Liszt Bicentenary

Creative Director Cecil Lytle reflects on the importance of Franz Liszt and celebrating his bicentenary. 2011 is the occasion of the 200th birthday of one of the most enigmatic and influential artists of the 19th century, Franz Liszt (1811-1886). Love and hated throughout most of his life, Liszt knew, shaped, and supported every emerging arts […]

Creative Director Cecil Lytle reflects on the importance of Franz Liszt and celebrating his bicentenary.

2011 is the occasion of the 200th birthday of one of the most enigmatic and influential artists of the 19th century, Franz Liszt (1811-1886). Love and hated throughout most of his life, Liszt knew, shaped, and supported every emerging arts and political movement of his era. By the age of nine, young Franz Liszt was praised about across Europe as the second Mozart. However, not content with the fleeting fame of the prodigy, he sequestered himself to develop upon the foundational training he received from the greatest piano pedagogue in Europe. Carl Czerny. During a long ten-year pilgrimage across Europe, he developed what he called a “transcendental technique’ for playing the piano. Consequently, he composed and performed a piano music that reinvented conventional pianism as well as the physical and kinetic relation of the body to the piano. In his compositions and performances, no longer would music be simply two dimensional (melody and accompaniment) but enhanced to incorporate 3 or 4 dimensions of activity at the piano. His celebrated Paganini Etudes (1851) and Transcendental Etudes (1852) soon became the mainstay of the piano repertoire and altered the way other composed music for the piano.

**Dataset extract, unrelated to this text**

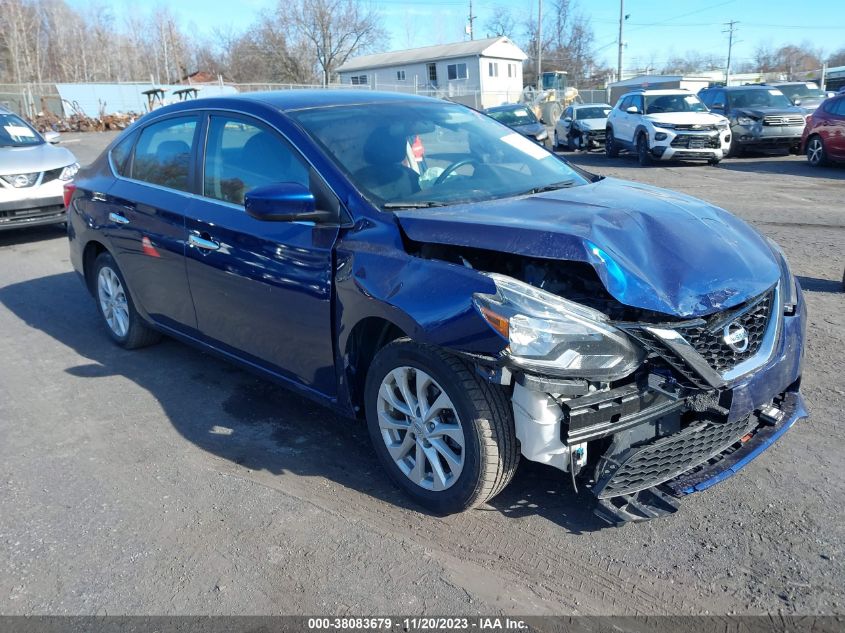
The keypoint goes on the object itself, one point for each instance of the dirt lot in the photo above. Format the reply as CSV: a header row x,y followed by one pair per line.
x,y
165,481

Franz Liszt was the most celebrated pianist of his generation and most innovative composer of the century. Chopin commented that, “I should like to rob him of his way of rendering my own Etudes.” Indeed, through his worldwide tours, Liszt made Chopin and his music a household name. Clara Schumann spoke often of his extraordinary capabilities as a pianist; although she and her famous husband, Robert, along with Johannes Brahms, also criticized his compositions as shallow and showy. Liszt and his cohorts thought of themselves as providing the, Music of the Future.” This rivalry immediately spilled into the press and, even today, divides opinion in the concert halls, and in the major conservatories of Europe and the United States.

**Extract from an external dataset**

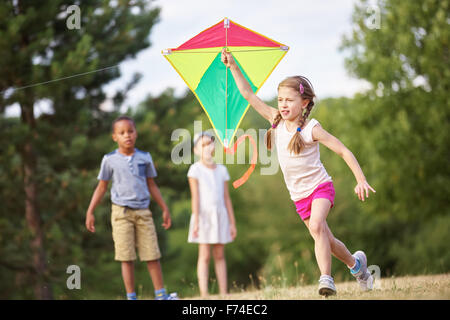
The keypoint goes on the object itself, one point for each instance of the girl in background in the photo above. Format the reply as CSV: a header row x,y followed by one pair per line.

During the period he was Kapellmeister Extraordinaire at Weimar (1849-1858), Liszt championed the new music and composers of the day, especially Richard Wagner and his controversial operas. Their relationship began in Paris in the 1830s and continued until their deaths in the 1880s. Liszt’s surviving daughter, Cosima (1844-1930), was the source of both immense joy and heartbreak to him. In 1857, Cosima had married his most celebrated student, Hans von Bülow (1830-1894), bore him two children before beginning and adulterous relationship with Richard Wagner who depended almost entirely on support from her famous father. Their ménage à trios was the worse kept secret in Europe and part of the amazing history of “Mad King” Ludwig, opera, and Franz Liszt. Surviving well into the 20th century, Cosima Liszt maintained Bayreuth as a monument to Wagner and participated in the rise of anti-semitism of the Nazi Party in Germany.

Reconstructing the story of Franz Liszt is made difficult by the man himself. Although born in a borderland region between Austria and Hungary, Liszt declared himself “Hungarian” at an earlier age, although his mother-tongue was German, not Hungarian. By age 11, he was recognized as the greatest prodigy since Wolfgang Amadeus Mozart and had moved to Paris with his family to pursue fame and fortune as a concert artist. He did not return to Hungary until thirty years later. He was the first artist to make world tours and at the age of 35 discontinued the life of the concert artist to devote himself to conducting the avant garde music of the day.

In 1865, Franz Liszt journeyed to Rome to take Minor Orders and became a Holy Roman Abbé. As such, he spent his final thirty years in the ministry of music composing a great many religious works for choral ensemble, piano, and orchestra. Many of these late works pushed the boundaries of music. Indeed one of his penultimate works was title, Bagatelle Without Tonality (1883) and inspired the revolution in atonal music led by Arnold Schoenberg in the 20th century..

The 2011 bicentennial is our opportunity to celebrate the life and music of the most remarkable figure in Romantic music. Our film series, The Nature of Genius: Franz Liszt will be part of the international celebration of bicentenary of Franz Liszt.